So the tab is now in - about $3 trillion of taxpayer resources have gone out the door to Wall Street banks (and that doesn't include trillions in additional loan guarantees). Many of us - including me - were hoping that once George W. Bush left office, there would be significantly more oversight of and strings attached to the money. Not so, says the government's top watchdog, the esteemed progressive, Elizabeth Warren:
Six months after the Troubled Asset Relief Program was signed into law, lawmakers and oversight officials, worried about the trillions of taxpayer dollars at stake, said Tuesday that the Treasury Department had not resolved problems regarding the program's accountability and transparency, nor a communications strategy.
"Our concern right now is that we do not seem to be a priority for the Treasury Department," Elizabeth Warren chairwoman of the Congressional Oversight Panel told a Senate Finance Committee hearing today.

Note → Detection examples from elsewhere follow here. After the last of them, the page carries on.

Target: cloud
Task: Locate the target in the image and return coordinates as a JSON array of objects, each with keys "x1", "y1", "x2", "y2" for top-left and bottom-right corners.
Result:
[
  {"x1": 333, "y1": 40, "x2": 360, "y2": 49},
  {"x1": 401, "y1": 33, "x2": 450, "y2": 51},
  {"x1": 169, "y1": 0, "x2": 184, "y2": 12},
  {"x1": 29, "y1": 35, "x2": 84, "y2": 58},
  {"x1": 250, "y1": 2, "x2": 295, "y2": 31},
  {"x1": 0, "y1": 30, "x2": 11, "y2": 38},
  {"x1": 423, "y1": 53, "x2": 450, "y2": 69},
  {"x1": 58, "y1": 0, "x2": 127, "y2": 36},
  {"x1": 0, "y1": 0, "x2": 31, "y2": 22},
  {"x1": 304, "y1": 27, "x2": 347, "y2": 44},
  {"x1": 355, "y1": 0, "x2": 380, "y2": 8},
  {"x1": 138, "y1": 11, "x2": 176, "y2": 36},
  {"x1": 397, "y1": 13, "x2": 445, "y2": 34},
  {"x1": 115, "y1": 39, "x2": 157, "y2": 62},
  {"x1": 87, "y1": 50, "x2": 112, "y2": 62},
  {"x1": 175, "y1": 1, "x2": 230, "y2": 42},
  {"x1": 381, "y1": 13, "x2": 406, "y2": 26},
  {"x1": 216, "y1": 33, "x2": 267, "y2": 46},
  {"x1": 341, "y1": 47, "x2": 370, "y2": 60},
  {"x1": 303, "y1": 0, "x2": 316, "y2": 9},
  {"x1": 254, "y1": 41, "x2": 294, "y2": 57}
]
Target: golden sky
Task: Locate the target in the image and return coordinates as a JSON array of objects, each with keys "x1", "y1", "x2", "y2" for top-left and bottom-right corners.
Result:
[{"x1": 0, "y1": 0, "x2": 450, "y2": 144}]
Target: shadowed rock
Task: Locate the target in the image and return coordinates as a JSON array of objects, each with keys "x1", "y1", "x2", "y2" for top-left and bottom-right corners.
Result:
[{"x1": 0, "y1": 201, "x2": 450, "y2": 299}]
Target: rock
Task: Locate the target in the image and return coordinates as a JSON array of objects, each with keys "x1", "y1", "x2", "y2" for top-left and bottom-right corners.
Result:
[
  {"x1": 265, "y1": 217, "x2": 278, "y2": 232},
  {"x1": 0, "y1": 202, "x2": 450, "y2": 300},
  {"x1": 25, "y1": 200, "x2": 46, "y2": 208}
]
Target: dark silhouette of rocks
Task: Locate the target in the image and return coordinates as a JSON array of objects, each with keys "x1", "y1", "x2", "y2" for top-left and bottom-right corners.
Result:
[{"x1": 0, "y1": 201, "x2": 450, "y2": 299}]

I might feel a bit better about all this if the government's special inspector general overseeing TARP funds wasn't also saying that he's concerned that bailout cash is being stolen and/or misused:
US authorities have launched more than a dozen criminal investigations into possible fraud involving bank bail-out funds, the special inspector-general for the troubled assets relief programme told Congress on Tuesday.
Certainly, it's good that criminal investigations are happening - but the fear is that if those are happening without much disclosure, they may only be netting a tiny number of infractions that are actually being committed. And I think that's a justifiable fear when the government's top watchdog is saying that the Treasury Department under Bush and now Obama is refusing to provide basic information to her panel.